C’est dans un livre de Frédéric CHARPIER : “La CIA en France” que je trouve une information tristement capitale sur la naissance du groupe UNIR et sur l’un de ses principaux organisateurs: Jacques COURTOIS. Pages 159 et suivantes…
Caillou. 9 mars 2012
Unir
S’inspirant encore de l’étude de Charles Micaud, le plan « Cloven » suggère enfin d exploiter la campagne anti-titiste alors menée par le parti. En 1950 elle frise l’hystérie. Tito est accusé de collusion avec Washington et traité de fasciste.
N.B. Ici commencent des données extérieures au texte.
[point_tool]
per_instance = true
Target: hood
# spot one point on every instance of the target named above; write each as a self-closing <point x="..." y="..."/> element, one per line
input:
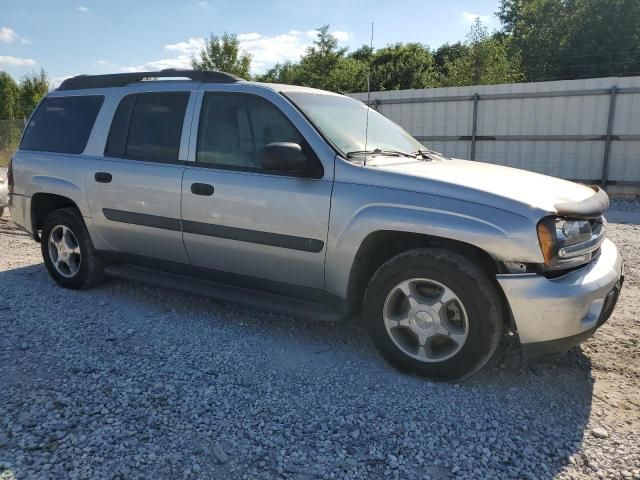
<point x="491" y="184"/>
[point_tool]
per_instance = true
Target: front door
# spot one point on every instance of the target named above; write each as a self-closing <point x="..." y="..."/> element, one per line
<point x="134" y="190"/>
<point x="242" y="219"/>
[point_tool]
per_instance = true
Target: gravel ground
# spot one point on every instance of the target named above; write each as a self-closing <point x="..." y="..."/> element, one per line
<point x="126" y="381"/>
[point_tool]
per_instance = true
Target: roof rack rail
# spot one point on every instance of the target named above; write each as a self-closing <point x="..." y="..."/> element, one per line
<point x="122" y="79"/>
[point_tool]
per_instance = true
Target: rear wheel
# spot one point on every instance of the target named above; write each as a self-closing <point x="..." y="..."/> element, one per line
<point x="434" y="313"/>
<point x="67" y="250"/>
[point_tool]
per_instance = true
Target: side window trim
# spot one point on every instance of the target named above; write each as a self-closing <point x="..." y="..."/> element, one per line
<point x="42" y="105"/>
<point x="198" y="118"/>
<point x="183" y="147"/>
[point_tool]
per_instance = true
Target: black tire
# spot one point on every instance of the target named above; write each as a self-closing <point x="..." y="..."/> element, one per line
<point x="90" y="271"/>
<point x="472" y="286"/>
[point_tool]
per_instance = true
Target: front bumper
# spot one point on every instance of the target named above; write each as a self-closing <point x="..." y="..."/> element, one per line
<point x="554" y="314"/>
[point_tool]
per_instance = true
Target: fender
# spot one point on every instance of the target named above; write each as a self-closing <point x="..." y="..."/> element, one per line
<point x="503" y="235"/>
<point x="59" y="186"/>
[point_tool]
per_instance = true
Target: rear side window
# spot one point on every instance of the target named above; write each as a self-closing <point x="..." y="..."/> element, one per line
<point x="148" y="126"/>
<point x="62" y="124"/>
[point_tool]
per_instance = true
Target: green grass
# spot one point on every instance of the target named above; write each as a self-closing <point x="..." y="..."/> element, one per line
<point x="5" y="155"/>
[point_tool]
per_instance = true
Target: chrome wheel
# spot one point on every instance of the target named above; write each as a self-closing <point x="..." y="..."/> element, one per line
<point x="64" y="251"/>
<point x="425" y="319"/>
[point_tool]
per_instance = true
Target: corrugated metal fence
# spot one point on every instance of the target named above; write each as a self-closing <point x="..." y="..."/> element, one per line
<point x="586" y="130"/>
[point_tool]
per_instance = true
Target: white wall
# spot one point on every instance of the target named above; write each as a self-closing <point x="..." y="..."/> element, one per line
<point x="560" y="115"/>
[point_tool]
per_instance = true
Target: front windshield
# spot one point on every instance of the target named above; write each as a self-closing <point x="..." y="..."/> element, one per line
<point x="343" y="121"/>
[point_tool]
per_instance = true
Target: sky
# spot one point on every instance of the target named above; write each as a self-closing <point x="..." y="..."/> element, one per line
<point x="68" y="37"/>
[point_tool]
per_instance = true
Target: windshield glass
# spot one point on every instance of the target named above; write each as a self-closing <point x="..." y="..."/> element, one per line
<point x="343" y="121"/>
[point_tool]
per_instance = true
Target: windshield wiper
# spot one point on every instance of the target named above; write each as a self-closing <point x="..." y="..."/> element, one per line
<point x="379" y="151"/>
<point x="428" y="154"/>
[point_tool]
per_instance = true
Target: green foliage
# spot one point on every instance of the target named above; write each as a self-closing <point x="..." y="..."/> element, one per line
<point x="447" y="54"/>
<point x="561" y="39"/>
<point x="8" y="97"/>
<point x="17" y="101"/>
<point x="224" y="54"/>
<point x="324" y="66"/>
<point x="402" y="66"/>
<point x="329" y="67"/>
<point x="31" y="90"/>
<point x="486" y="61"/>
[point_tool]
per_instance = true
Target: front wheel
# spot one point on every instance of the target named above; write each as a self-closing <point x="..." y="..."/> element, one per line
<point x="434" y="313"/>
<point x="67" y="250"/>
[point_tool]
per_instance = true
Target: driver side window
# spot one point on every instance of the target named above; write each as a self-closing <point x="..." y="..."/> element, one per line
<point x="234" y="127"/>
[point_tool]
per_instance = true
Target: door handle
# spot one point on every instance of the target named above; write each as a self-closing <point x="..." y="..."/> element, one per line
<point x="203" y="189"/>
<point x="103" y="177"/>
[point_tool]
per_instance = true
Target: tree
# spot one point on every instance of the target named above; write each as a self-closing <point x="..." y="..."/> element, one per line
<point x="402" y="66"/>
<point x="324" y="65"/>
<point x="447" y="54"/>
<point x="223" y="54"/>
<point x="561" y="39"/>
<point x="32" y="88"/>
<point x="9" y="103"/>
<point x="487" y="61"/>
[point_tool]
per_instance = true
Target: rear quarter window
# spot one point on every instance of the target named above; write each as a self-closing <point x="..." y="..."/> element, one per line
<point x="62" y="124"/>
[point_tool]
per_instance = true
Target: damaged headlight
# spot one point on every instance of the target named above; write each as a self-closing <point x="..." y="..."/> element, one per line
<point x="567" y="243"/>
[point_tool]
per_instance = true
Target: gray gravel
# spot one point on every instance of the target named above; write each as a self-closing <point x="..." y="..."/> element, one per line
<point x="126" y="381"/>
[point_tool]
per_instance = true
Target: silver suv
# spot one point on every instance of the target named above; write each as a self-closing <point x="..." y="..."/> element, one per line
<point x="309" y="203"/>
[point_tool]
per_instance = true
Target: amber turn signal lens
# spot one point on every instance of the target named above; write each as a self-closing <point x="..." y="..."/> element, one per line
<point x="545" y="237"/>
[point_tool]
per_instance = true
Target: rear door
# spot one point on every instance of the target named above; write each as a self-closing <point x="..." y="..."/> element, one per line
<point x="242" y="219"/>
<point x="134" y="191"/>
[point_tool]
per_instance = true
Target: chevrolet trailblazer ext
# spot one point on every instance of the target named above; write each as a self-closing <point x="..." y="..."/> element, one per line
<point x="270" y="195"/>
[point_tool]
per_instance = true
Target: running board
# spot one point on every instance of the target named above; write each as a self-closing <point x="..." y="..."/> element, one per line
<point x="273" y="302"/>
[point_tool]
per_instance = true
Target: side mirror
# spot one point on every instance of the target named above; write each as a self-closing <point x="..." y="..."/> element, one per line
<point x="284" y="157"/>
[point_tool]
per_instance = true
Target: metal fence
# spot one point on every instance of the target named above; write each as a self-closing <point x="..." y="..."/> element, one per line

Ces attaques fielleuses contre un ancien leader du mouvement communiste et héros de la résistance à l’occupation allemande en Yougoslavie ont créé des remous à gauche et au sein même du PCF. Micaud conseillait d’utiliser ces divisions en instrumentalisant via la police le bulletin Unir, qui regroupe une poignée d’oppositionnels et défend une ligne pro titiste. En fait, la méthode n’est pas nouvelle. En 1951, Jean Baylot, Georges Albertini et Henri Barbé ont déjà utilisé des groupes marxisants afin de concurrencer le parti sur son propre terrain et tenter d’en détacher le plus grand nombre d’ouvriers. À cette époque, ils ont fait main basse sur une autre feuille, La Lutte, créée en 1949 par un ancien député communiste, Darius Le Corre. La Lutte était alors l’organe d’un squelettique Mouvement communiste indépendant sans réelle base militante ni argent. Son directeur, qui a été « récupéré » par la SFIO (203), collabore avec l’équipe d’Albertini.
Son mouvement a attiré quelques partisans français de Tito. En juin 1951, alors qu’elle paraissait jusque-là sous une forme ronéotée, La Lutte bénéficie à l’approche des élections législatives d’une impression offset, d’un format agrandi et même d’une première page en couleurs. Darius Le Corre et son groupuscule qui présentent des candidats à ces élections, parviennent à recueillir dans deux départements plus de sept mille voix. Le patronat a contribué à ce relatif et modeste succès en faisant preuve de largesses (204), tout comme Irving Brown chef du service de presse de l‘ambassade des États Unis – situé rue du Faubourg-Saint-Honoré – tout aussi généreux dans la distribution de fonds (205).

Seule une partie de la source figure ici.